Currently, Republicans hold about two-thirds of state legislative seats in a state that is evenly divided between the two parties (Wisconsin has a Democratic and Republican U.S. senator, and its governor, Tony Evers, is a Democrat). The new map will also have implications for the next round of redistricting for state legislative and congressional seats after the 2030 Census.

“If you look at the population, look at statewide races, it’s pretty evenly split,” says Jonathan Miller, chief program officer for the Public Rights Project, which filed an amicus brief in the case. “To have a supermajority in one party of the legislature is indicative of an incredibly skewed map.”

In North Carolina, a state Supreme Court controlled by Democratic jurists ruled in 2022 that the GOP-controlled state legislature could not draw state legislative and congressional lines with partisan gerrymandering.

Then, Republicans flipped seats on the high court, gaining a majority. That court reversed itself in April of this year, allowing the partisan gerrymander to go forward. That is expected to net Republicans three more seats in the House, unless a new lawsuit (based on accusations of Voting Rights Act violations) succeeds and forces the drawing of yet another map.

The Voting Rights Act cases involving Alabama and Louisiana – where courts have ordered a new district be drawn to ensure Black voting power – are likely to result in single-seat pickups for Democrats in each state.

In Georgia, Republican state lawmakers were ordered to draw a new district but, in doing so, eliminated another seat now held by Democratic Rep. Lucy McBath. A federal judge on Thursday upheld that map, meaning Republicans most likely will retain their advantage in the congressional delegation despite having lost the Voting Rights Act challenge.

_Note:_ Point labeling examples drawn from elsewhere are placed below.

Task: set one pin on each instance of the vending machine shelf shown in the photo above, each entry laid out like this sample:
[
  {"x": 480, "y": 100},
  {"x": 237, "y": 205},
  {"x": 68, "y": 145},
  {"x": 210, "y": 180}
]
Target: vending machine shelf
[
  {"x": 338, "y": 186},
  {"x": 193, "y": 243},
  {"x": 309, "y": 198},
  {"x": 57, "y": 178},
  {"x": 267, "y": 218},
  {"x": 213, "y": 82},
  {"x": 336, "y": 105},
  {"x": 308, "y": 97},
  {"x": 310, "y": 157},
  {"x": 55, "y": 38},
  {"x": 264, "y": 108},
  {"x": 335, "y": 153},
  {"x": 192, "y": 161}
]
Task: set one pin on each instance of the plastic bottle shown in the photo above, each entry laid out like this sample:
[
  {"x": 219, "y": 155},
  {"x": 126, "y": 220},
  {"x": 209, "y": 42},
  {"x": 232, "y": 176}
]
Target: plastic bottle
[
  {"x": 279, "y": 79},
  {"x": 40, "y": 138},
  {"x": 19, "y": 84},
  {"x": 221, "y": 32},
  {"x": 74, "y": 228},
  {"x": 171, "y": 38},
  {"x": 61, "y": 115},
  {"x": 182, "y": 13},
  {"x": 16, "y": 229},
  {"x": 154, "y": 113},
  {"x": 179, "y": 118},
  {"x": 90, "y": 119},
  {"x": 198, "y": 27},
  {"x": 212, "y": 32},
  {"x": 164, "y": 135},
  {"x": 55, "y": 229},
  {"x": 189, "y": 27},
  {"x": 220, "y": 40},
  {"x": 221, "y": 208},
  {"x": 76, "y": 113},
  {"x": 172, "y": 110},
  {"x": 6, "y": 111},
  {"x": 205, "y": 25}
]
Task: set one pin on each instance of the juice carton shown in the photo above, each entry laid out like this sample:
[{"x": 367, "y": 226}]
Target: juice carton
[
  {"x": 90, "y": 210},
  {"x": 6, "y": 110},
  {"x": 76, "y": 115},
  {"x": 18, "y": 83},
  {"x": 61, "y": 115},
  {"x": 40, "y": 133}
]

The U.S. Supreme Court is expected to rule soon on a case out of South Carolina, where Republicans state lawmakers said their GOP-friendly district lines were driven not by race but by politics. The Supreme Court has ruled that it is up to states to decide whether or not to ban partisan gerrymandering, but plaintiffs suing in South Carolina say the lines violate the Voting Rights Act.

A win there could give Democrats a chance for a pickup of a single seat. In Florida, Democrats and Republicans are fighting in the courts over whether the congressional district lines (which remained in place for the 2022 election and resulted in the loss of a Democratic congressman) violate the state constitution’s protections for minority voters.

Certain Southern states once had to undergo “pre-clearance” of their redistricting maps, getting advance court approval to assure the lines were not disenfranchising minority voters. But in 2013, the Supreme Court took away the pre-clearance requirement, meaning litigants have to wait for the district lines to be drawn and then challenge them.

“It has created the same kind of cat-and-mouse game, where legislators claim they’re complying, but not really,” says Kareem Crayton, a redistricting expert with the Brennan Center for Justice.

“It’s frustrating to the plaintiffs, but it’s also frustrating to elections,” Crayton adds. “Every day a map isn’t drawn is a day when voters are subjected to having less representation than the law would demand.”